Um novo estudo científico revelou que o fígado dos pombos é extremamente rico em ferro. Essa alta concentração do mineral levanta a forte possibilidade de o órgão funcionar como uma espécie de bússola biológica integrada, auxiliando os animais a navegarem pelo planeta.
Há décadas os cientistas sabem que as aves migratórias e os pombos-correio usam o campo magnético da Terra para se orientar. No entanto, a localização exata e o funcionamento desses sensores magnéticos internos sempre foram alvo de debate no meio acadêmico.
Anteriormente, as principais hipóteses apontavam para a presença de células sensíveis ao magnetismo na região da cabeça, mais especificamente nos olhos ou no bico das aves. Esta nova pesquisa muda o foco para o sistema digestivo, trazendo uma perspectiva inédita para a biologia.
O ferro presente no fígado dos pombos poderia reagir às linhas magnéticas terrestres.

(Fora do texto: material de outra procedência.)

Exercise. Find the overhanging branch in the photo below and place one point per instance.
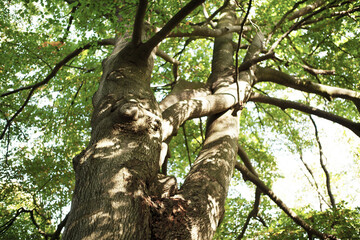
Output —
(139, 22)
(48, 78)
(284, 104)
(60, 64)
(170, 25)
(266, 190)
(329, 92)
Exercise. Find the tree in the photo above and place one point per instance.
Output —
(168, 65)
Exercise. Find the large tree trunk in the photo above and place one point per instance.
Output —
(113, 174)
(119, 193)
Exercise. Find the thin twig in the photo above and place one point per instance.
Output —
(327, 175)
(139, 22)
(239, 105)
(148, 46)
(186, 144)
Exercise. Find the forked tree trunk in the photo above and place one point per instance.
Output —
(113, 174)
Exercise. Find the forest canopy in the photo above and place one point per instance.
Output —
(298, 109)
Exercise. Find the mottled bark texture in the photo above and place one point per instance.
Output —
(197, 209)
(113, 174)
(119, 193)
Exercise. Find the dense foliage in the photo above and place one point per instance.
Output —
(45, 125)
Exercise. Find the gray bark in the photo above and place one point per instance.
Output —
(113, 174)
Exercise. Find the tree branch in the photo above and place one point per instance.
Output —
(278, 24)
(226, 2)
(327, 175)
(175, 115)
(186, 144)
(59, 65)
(261, 185)
(47, 79)
(271, 75)
(139, 22)
(8, 123)
(204, 31)
(284, 104)
(315, 185)
(184, 90)
(296, 25)
(148, 46)
(307, 9)
(56, 234)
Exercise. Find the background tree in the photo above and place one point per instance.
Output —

Dessa forma, o órgão enviaria sinais ao sistema nervoso do animal, funcionando como um GPS natural que dita a direção correta durante o voo.
Embora os resultados sejam promissores, os cientistas ressaltam que mais testes são necessários para confirmar se o fígado é o único responsável por essa orientação ou se ele trabalha em conjunto com outros órgãos. A descoberta abre caminho para entender melhor não apenas os pombos, mas os mecanismos de migração de diversas outras espécies.